Ambientada en 2012 en la mayor parte de su metraje, la película no se circunscribe únicamente en la historia de una familia rota, pues a través de los televisores, de una manera u otra muy presentes en la trama, también se retransmiten, sin que parezca que se esté demasiado pendiente de ellos, los acontecimientos que marcan a la Rusia de entonces, con la crisis ucraniana de fondo y el papel intervencionista del Gobierno de Putin. Paralelamente, yendo de lo que “grande” que se ve en la pequeña pantalla del televisor a lo “pequeño” que contemplamos en la pantalla grande desde la sala de cine, la intención de Zvyagintsev de mostrar una “estampa” en una ciudad rusa nos lleva a reflexionar y sentir una constante sensación de angustia, de desamparo, de soledad; la crítica de una sociedad rusa que está perdiendo sus valores tradicionales está implícita: ni la familia ni la policía ni, en última instancia, el Estado, se preocupa por las personas. Una atmósfera asfixiante rodea a los personajes, que en realidad sólo parecen sentirse superados por la situación en momentos muy determinados. Se podría decir, que en este filme las metáforas son más innecesarias que nunca, el realismo predomina en el contenido y en la forma: no es necesaria la alegoría para certificar el desmoronamiento de unos valores. Y quizá el epílogo.
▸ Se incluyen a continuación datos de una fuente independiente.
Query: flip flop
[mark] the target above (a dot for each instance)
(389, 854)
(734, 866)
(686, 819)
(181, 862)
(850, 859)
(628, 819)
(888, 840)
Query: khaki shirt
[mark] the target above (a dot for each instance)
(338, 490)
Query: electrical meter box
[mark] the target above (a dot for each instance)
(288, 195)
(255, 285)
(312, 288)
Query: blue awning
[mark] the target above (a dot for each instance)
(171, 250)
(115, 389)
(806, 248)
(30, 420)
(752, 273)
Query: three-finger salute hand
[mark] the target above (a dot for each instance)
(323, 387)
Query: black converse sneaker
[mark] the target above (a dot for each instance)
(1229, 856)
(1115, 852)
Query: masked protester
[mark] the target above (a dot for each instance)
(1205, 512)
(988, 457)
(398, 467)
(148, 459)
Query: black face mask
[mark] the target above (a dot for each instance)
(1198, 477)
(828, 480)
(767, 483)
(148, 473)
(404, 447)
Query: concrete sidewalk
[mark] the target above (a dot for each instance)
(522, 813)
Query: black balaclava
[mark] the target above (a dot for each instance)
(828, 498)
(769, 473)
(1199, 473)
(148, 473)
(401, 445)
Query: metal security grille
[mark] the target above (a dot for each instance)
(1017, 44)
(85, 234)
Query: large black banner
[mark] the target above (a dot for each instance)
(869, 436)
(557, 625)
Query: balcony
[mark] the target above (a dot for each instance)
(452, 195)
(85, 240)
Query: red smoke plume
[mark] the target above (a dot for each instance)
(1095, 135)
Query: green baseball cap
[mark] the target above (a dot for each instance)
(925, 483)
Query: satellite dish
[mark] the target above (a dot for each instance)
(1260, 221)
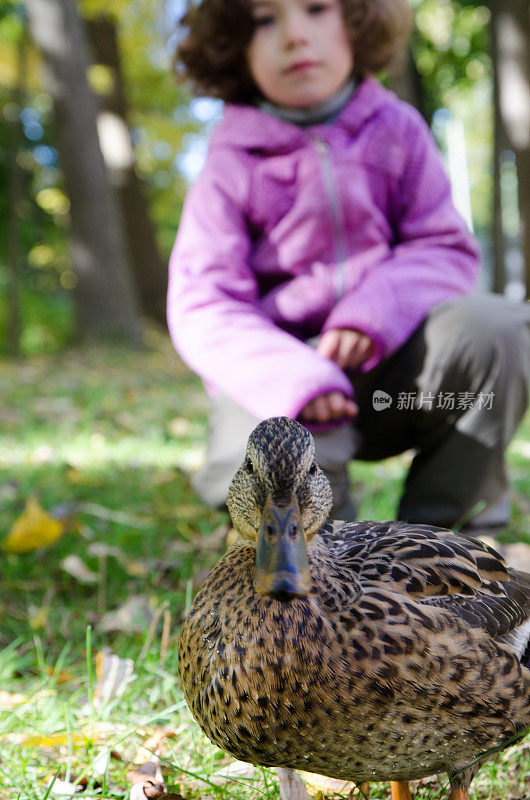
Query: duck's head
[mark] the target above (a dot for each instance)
(279, 498)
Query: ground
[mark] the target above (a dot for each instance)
(102, 439)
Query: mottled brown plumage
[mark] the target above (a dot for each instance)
(408, 656)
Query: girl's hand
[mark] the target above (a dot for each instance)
(348, 348)
(328, 407)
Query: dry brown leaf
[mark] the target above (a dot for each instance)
(33, 529)
(113, 675)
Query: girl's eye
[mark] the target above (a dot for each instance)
(317, 8)
(263, 21)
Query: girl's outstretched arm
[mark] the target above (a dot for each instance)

El resultado es una película poderosa en el mensaje, desoladora en su desarrollo y con una descarnada crítica de una sociedad alienada. No es una película para ver comiendo palomitas, desde luego, pero sí una incisiva mirada sobre la disfunción de la sociedad, sobre el egoísmo y el desamparo que somos capaces de mostrar cuando nada que está más allá de una pantalla de móvil o de un trabajo alienante pero necesario realmente nos importa. Egoísmos, en general, que no necesariamente podemos consolarnos al pensar que sucede en una familia rusa: en realidad es uno de los males de la sociedad global actual.